In Adamawa state, some displaced families have begun to return to their homes as the Nigerian army have pushed back Boko Haram.

Map of Nigeria, highlighting Adamawa State where many Christians had to leave their homes but some are now returning

Returning is difficult. It’s not always safe, as Boko Haram still carry out sporadic attacks, even if they can no longer take and hold ground in the same way as before. The militants destroyed not only homes, but entire communities – they burned churches, schools, libraries and health centres, and polluted wells by dumping corpses in them. Farms have been deserted, meaning it will take time before people will be able to produce their own food again.

However, Isaac*, an Open Doors worker who is providing support to the returning Christians, writes, “The desperation seems to be matched by determination. These Christians refuse to let the challenges stop them from taking back their homes.

“They are rebuilding houses with materials like corn stalks, wood and grasses or mud.

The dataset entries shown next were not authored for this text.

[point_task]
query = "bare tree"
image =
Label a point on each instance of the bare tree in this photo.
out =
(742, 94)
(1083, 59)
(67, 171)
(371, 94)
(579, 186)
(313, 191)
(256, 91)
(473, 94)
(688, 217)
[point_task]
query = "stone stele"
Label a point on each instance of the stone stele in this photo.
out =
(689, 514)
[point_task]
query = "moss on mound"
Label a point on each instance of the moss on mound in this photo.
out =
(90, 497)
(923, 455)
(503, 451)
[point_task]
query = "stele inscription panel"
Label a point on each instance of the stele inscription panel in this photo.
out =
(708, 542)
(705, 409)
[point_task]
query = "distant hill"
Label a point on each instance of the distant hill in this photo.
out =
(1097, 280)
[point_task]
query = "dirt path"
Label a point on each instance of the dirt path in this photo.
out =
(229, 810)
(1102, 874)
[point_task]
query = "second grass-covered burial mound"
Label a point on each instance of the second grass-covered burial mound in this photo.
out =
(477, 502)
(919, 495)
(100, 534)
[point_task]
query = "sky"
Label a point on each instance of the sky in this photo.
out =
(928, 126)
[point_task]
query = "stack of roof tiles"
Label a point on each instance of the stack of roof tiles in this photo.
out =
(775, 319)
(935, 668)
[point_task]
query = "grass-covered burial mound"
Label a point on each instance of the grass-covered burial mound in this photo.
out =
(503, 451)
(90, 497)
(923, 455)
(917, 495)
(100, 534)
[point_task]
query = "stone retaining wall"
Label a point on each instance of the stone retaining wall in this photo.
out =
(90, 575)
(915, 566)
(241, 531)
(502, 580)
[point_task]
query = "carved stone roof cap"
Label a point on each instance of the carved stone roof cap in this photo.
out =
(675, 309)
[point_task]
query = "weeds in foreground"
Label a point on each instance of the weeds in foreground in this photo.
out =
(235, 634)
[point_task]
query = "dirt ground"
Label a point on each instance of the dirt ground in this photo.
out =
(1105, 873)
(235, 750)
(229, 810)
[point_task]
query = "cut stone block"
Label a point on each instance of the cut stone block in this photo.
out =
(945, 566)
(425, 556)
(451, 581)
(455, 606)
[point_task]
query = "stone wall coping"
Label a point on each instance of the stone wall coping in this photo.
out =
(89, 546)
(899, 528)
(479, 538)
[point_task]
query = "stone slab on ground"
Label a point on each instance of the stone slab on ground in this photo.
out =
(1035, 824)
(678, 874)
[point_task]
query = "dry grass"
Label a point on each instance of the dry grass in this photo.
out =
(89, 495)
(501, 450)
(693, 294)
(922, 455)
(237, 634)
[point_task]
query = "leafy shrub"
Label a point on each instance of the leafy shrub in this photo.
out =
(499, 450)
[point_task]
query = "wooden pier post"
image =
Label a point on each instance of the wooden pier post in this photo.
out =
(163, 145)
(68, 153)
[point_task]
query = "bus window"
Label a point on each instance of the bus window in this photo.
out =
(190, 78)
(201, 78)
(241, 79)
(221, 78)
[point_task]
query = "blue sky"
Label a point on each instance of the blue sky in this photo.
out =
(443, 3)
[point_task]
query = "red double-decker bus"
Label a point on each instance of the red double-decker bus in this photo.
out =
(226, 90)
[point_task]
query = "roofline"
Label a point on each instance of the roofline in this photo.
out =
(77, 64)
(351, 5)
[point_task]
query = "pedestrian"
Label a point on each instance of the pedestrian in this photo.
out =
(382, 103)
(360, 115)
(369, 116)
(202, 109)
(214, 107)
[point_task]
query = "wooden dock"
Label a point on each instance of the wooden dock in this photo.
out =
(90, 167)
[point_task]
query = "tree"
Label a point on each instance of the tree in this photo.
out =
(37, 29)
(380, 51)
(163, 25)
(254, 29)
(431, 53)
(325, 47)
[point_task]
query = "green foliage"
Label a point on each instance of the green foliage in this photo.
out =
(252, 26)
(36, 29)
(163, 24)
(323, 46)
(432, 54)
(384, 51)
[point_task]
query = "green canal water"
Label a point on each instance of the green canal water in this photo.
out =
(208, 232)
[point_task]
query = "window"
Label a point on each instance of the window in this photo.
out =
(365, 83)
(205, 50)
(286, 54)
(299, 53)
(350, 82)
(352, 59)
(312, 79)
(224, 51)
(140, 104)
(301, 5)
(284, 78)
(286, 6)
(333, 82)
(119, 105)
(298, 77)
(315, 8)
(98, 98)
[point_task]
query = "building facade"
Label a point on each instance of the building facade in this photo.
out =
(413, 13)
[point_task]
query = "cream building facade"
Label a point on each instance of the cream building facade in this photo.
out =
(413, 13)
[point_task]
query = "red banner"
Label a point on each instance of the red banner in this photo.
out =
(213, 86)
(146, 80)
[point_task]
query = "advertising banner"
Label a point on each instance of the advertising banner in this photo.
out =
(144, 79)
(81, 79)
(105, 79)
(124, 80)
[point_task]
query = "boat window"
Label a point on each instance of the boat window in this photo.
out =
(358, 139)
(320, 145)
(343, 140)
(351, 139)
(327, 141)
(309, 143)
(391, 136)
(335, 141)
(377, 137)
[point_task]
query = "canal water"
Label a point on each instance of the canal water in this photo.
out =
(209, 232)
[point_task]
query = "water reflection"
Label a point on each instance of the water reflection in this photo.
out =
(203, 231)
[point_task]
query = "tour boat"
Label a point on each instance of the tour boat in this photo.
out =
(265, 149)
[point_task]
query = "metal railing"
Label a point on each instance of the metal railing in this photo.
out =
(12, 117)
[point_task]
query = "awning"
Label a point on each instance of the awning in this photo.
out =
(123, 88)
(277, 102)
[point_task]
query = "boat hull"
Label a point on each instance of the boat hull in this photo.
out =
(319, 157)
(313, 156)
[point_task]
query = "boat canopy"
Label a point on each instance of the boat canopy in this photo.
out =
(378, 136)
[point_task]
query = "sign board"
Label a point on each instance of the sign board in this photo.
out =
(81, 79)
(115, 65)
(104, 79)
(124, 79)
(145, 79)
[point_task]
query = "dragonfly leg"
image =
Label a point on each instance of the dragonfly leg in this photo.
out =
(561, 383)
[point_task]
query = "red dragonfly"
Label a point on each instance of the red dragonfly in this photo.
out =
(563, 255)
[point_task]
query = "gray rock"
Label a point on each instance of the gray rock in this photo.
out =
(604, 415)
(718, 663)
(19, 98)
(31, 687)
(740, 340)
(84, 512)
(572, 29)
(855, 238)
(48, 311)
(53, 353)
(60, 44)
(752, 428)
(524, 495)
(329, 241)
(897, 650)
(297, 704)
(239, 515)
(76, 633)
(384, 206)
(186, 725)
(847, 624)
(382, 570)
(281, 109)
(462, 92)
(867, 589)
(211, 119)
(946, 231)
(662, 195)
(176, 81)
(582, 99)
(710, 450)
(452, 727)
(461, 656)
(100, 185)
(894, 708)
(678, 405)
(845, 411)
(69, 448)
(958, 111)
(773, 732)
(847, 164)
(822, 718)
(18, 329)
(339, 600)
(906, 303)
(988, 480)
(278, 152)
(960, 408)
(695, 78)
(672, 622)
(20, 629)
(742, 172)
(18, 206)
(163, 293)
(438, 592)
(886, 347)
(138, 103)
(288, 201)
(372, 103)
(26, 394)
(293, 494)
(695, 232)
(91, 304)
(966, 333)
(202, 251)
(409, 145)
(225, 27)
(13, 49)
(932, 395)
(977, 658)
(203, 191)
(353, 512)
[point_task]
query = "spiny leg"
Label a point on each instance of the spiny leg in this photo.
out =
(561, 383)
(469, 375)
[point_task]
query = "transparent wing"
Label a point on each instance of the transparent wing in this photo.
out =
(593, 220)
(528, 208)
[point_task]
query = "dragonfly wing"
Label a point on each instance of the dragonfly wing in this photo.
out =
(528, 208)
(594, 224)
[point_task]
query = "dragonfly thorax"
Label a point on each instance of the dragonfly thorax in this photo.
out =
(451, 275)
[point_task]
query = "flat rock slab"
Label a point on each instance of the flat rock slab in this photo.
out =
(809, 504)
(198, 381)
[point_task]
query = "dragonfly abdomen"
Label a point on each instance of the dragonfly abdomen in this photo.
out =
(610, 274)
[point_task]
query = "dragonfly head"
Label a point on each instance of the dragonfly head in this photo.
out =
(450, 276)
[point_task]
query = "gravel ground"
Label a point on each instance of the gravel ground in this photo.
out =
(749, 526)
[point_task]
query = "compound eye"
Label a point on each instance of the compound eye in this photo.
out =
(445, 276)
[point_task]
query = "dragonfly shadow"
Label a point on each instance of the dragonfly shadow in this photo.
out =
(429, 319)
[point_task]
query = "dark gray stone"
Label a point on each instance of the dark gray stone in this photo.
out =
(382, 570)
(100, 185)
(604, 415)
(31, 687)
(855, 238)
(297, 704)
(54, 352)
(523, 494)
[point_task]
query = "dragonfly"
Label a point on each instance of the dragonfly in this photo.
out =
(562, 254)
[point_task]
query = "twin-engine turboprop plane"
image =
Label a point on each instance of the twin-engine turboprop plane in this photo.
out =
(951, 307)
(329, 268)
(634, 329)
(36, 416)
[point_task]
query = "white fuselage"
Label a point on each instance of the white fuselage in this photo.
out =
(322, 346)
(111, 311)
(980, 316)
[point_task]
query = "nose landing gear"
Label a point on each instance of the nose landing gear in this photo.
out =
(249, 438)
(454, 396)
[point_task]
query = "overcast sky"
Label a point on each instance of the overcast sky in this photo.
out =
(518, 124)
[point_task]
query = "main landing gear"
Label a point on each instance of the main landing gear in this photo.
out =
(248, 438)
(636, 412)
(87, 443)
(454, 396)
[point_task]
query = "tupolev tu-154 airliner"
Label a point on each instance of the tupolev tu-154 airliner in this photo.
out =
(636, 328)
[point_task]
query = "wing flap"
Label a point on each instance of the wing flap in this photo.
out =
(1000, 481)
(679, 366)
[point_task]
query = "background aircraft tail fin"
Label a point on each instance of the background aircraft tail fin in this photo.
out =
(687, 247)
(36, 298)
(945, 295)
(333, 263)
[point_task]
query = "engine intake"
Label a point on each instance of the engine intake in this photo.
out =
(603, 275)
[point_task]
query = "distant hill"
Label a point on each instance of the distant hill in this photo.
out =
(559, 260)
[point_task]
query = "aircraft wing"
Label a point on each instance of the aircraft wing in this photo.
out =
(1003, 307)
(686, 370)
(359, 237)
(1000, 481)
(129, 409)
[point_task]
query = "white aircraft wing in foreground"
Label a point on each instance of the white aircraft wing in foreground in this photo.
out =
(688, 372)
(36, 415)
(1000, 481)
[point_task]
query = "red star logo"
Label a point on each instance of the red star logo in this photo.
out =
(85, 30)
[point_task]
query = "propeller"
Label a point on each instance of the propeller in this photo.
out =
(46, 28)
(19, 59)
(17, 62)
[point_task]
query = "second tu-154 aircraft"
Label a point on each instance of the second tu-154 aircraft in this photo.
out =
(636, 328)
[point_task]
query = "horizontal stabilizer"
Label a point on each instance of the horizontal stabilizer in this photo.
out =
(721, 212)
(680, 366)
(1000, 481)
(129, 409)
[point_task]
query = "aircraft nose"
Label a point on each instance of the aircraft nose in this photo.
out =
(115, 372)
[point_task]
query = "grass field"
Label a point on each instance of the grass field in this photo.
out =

It is a far cry from the more permanent structures Boko Haram destroyed, but it is a roof over their heads that offers protection against the elements.

“Church activities have resumed despite the fact that there is very little left of their buildings. It was a privilege to spend time in prayer with men in a small church recently rebuilt.

“But there are many congregations that don’t have the resources and have to make other plans. They gather under trees, or use whatever’s left of their buildings. In one place I walked around a church that was little more than a skeleton, with no roof and no walls. But believers placed anything remotely resembling seating on the ground so that they could continue services without having to sit in the dirt.

“As far as I went, I witnessed Christians working hard to reclaim their homes. They expressed a desire to respond in faith and trust God for His timely provision in their daily needs, in comfort and in grace to face this new phase of their lives. They need our prayer and support as they make sure that the extremists fail in their effort to remove them permanently from this area.”

The support and prayers of people like you have enabled Open Doors workers to provide vital relief aid to 2,000 people in communities like these in Adamawa state, as well as looking at how to best support these returning families long term.

The leader of our Nigeria team says, “The next few months of mapping the circumstances of returnees and determining the most pressing needs for the short and long term are very important for us. We are careful to avoid duplicating the work done by others, including the government, but rather seek to compliment those efforts.

“The situation of returnees is very fluid, so we need a lot of prayer for wisdom. We really appreciate your prayer for our team on the ground.”